Em qualquer lugar, desde que não esteja apenas no cluster que protege. O Proxmox VE mantém-na em /etc/pve/priv/storage/<storage>.enc, que é replicado para todos os nós e, portanto, é perdido juntamente com o cluster. Copie-a para fora no primeiro dia, imprima-a com proxmox-backup-client key paperkey e guarde essa cópia noutro edifício. Tenha também em conta que a chave participa no digest dos chunks. Substituí-la mais tarde fará com que o backup seguinte carregue tudo novamente.

Preciso de um datastore por host Proxmox ou devo usar namespaces?

Use um datastore e um namespace por cada host ou cluster de origem. A deduplicação funciona dentro de um datastore, mas não entre datastores. Por isso, dividir por host armazena várias vezes as mesmas imagens base. Os namespaces mantêm os grupos de backup separados. Assim, dois hosts que tenham ambos um guest com o ID 100 não entram em conflito, e um caminho de controlo de acesso no formato /datastore/store1/pve-home limita o token de API de cada host ao seu próprio namespace.

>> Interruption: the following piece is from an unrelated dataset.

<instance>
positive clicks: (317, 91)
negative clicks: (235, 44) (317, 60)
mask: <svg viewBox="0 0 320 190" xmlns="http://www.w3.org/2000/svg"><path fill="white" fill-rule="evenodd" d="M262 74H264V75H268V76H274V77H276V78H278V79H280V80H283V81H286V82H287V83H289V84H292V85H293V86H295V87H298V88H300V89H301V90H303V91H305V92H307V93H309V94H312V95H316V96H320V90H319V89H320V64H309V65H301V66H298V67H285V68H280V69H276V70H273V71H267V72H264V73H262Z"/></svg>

Uma VPS pequena conseguirá acompanhar o ritmo como servidor de backup Proxmox?

Normalmente, sim, num homelab, porque o chunking e o hashing ocorrem no nó Proxmox VE, e não no servidor de backup. A VPS grava chunks e executa os dois jobs pesados: garbage collection e verificação. Atribua-lhe 4 GB de RAM e mantenha baixos os números de threads de verificação. Agende ambos os jobs fora da janela de backup. Se ainda demorarem muito mais do que o disco deveria precisar, meça o steal time antes de comprar um plano maior.